While it is illegal to expose people to drifting pesticides, the California Department of Pesticide
Regulation admits that “some off-site movement occurs with every [pesticide] application” and “drift into surrounding areas is expected with all pesticide applications.” A 2005 study by the National Institute of Occupational Safety and Health (NIOSH) found more than 250 incidents of pesticide exposure to children occurred in California schools between 1998-2002, with 50 of the incidents resulting from nearby agricultural pesticide use.
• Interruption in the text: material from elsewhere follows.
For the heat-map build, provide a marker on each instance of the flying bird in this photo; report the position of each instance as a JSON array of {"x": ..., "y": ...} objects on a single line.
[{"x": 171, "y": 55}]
NIOSH recommends establishing and enforcing pesticide spray buffer zones around schools to protect children.
A 2008 study by Pesticide Action Network North America confirms that school children continue to breathe air contaminated by hazardous agricultural pesticides. Air monitoring near South Woods Elementary School in Hastings, Florida detected four agricultural chemicals in the air, often at levels that pose unacceptable risks to children.
According to Beyond Pesticides’ report The Schooling of State Pesticide Laws — 2010 Update, only nine states (Alabama, Arizona, California, Louisiana, Maine, Massachusetts, New Hampshire and New Jersey) have some sort of a restriction on pesticide applications made near school properties, ranging from 300 feet to two and a half miles, depending on the application method, pesticide type and site to be protected from potential drift. In order to adequately protect against drift, Beyond Pesticides recommends a minimum two-mile radius around the school’s property for ground applications and a minimum three mile radius for aerial applications. California’s existing law states that when a school property is within 300 feet of a methyl bromide application, the application must be completed no less than 36 hours prior to the start of the school day. (California Code of Regulations, Title 3, Division 6, Chapter 2, Subchapter 4, Article 4, Section 6447.2(i)).
The report, Pesticide Protection Zones: Keeping Kids Safe at School, was co-released by Pesticide Watch Education Fund, The Center for Environmental Health, and published by Californians for Pesticide Reform, a statewide coalition of over 185 groups working to protect public health and the environment from the dangers of pesticide use.